Unos segundos después, Claudia Reece-Holland volvía a entrar en el despacho acompañada por un hombrecillo de cabeza en forma de huevo, en cuyo labio superior campeaba un frondoso bigote. Su persona emanaba un aire de íntima complacencia que redondeaba la descripción que a Andrew Restarick facilitara su esposa.

—El señor Hércules Poirot —dijo Claudia Reece-Holland.

Tornó a salir; nada más que empezar a acercarse el recién llegado a Andrew. Éste se levantó.

—¿El señor Restarick? Soy Hércules Poirot…

—¡Oh, sí! Mi esposa me dijo que había estado usted en casa, para ver a mi tío. ¿En qué puedo servirle?

—He hecho acto de presencia aquí contestando a su carta.

—¿A qué carta se refiere? Yo no le he dirigido a usted ningún escrito, señor Poirot.

Éste miró fijamente a su interlocutor. Luego, sacó de uno de sus bolsillos una hoja de papel cuidadosamente plegada, que procedió a extender con todo esmero. Con una leve reverencia, se la alargó a Restarick, por encima de la mesa.

—Léala usted, monsieur.

Restarick contempló vacilante el papel.
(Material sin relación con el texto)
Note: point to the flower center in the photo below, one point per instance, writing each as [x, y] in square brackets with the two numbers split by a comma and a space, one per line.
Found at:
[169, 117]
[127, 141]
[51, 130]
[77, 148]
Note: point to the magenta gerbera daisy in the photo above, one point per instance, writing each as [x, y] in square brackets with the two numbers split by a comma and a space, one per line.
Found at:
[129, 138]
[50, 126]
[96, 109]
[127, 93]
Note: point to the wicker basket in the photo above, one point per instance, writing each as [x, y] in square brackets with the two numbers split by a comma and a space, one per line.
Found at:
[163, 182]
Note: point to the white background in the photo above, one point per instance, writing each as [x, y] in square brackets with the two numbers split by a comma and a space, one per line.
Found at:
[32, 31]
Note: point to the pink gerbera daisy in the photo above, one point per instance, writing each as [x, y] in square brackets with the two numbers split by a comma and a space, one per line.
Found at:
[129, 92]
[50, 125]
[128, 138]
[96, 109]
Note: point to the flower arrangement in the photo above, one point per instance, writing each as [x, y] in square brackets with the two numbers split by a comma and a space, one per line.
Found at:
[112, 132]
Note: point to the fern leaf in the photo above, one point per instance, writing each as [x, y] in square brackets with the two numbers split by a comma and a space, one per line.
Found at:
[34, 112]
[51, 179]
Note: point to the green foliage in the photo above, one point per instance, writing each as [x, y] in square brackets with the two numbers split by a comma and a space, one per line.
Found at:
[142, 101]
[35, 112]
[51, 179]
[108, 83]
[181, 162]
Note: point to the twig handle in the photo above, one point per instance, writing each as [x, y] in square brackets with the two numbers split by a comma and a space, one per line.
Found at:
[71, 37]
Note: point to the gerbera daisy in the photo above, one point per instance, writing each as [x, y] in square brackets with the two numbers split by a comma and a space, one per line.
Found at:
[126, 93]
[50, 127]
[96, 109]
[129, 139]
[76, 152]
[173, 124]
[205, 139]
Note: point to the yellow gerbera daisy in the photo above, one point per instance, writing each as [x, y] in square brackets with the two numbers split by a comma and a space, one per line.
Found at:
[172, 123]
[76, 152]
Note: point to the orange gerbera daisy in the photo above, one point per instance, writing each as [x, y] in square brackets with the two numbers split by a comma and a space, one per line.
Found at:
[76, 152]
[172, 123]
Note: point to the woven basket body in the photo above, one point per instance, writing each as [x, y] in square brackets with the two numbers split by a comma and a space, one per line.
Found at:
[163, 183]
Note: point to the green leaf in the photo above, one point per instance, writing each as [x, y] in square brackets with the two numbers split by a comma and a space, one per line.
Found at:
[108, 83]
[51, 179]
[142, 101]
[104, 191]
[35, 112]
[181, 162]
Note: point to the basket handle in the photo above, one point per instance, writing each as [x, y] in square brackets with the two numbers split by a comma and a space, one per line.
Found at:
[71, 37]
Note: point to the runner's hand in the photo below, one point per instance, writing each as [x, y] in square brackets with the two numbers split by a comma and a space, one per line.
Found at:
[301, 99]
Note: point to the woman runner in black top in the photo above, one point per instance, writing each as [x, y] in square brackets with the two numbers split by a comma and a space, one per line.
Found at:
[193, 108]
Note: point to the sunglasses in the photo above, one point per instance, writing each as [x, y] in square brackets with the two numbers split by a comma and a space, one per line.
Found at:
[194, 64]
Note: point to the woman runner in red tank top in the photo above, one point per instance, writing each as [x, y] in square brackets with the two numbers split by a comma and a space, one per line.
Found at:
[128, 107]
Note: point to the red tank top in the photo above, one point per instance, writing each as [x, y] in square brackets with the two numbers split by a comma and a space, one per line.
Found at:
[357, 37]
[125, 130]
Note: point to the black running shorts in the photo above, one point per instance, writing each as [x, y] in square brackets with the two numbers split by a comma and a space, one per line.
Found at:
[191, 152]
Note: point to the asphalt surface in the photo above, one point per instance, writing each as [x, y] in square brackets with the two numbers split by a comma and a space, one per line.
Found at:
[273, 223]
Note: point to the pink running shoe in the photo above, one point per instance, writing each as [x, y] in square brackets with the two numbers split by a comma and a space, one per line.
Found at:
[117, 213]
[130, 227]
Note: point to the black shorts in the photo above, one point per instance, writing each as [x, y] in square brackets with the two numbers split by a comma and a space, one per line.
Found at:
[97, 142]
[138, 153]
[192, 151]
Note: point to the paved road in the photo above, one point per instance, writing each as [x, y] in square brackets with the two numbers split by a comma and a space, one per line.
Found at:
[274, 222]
Era el que utilizaba normalmente su secretaria. En el ángulo inferior derecho descubrió una firma.

Estimado señor Poirot:

Le quedaría muy reconocido si tuviese la amabilidad de visitarme en las señas arriba indicadas, lo antes posible. Deduzco de lo que mi esposa me ha dicho y también de los informes solicitados en Londres, que usted es un hombre en el cual se puede confiar cuando se muestra dispuesto a aceptar un encargo que exige la máxima discreción.

Suyo atentamente,

ANDREW RESTARICK

Andrew inquirió con viveza:

—¿Cuándo recibió esto?

—Esta mañana. No tenía nada más importante que hacer de momento y opté por complacerle.